Baseballer, or girly gimmick?
March 29th 2009 02:41
The knee-jerk knockers are out to write off the professional baseball career of Eri Yoshida before it gets started.
Eri, a 17-year-old Japanese high school student, made the news on Friday by being the first female to play in a men's professional baseball league in Japan. See the Associated Press story here and the Vyoos version here.
It is predictable that there will be a mixed reaction. There will be well-wishers who see it is a happy ending to a story of someone who dared to dream. There will be purists who are uncomfortable. There will be doubters. And there will be those who choose to mock.
Amongst the last is Rob Neyer, described as a 'senior writer' on espn.com. Neyer wrote, "Hmmm, let's see … five feet and 114 pounds … what happens when the enemy hitters start dropping bunts into that tricky area between the pitcher's mound and the third-base line?
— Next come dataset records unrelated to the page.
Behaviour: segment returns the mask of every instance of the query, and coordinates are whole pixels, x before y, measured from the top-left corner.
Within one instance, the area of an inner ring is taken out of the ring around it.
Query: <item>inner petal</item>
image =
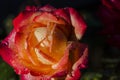
[[[46,34],[47,34],[46,27],[39,27],[39,28],[36,28],[34,31],[34,35],[38,40],[38,42],[42,41],[46,37]]]

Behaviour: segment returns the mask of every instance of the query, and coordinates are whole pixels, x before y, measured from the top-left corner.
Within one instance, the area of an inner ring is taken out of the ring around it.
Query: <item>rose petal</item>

Will Yoshida have the quickness and the arm strength to throw anyone out at first base?"
The heading on the story was, "Female knuckleballer in Japan out of her league".
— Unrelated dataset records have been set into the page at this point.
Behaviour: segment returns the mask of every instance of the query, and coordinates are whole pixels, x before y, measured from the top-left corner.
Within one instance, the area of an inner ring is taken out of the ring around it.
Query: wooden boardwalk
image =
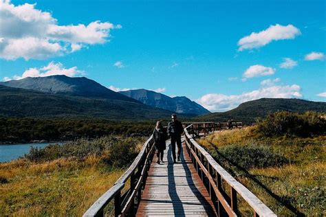
[[[215,216],[213,203],[182,144],[181,162],[173,163],[170,140],[165,163],[151,165],[137,216]],[[176,148],[177,149],[177,148]]]

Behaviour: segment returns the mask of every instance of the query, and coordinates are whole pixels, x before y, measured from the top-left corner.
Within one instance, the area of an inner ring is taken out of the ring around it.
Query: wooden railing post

A knuckleballer is a pitcher with an unusual delivery which depends more on skill than strength. It is therefore, as David Pinto wrote in a comment to Rob Neyer's article, a logical path for women to professional baseball.
As for the rest, Neyer could have chosen to wait and find out the answers to his questions.
When Eri Yoshida took the step up onto that pitcher's mound on Friday night, she was a young baseballer with long-term hopes of establishing a career in professional sport and a short-term job to do. That's what her coach, her team management and the woman herself saw. What Rob Neyer saw was a girl and a sneering headline opportunity.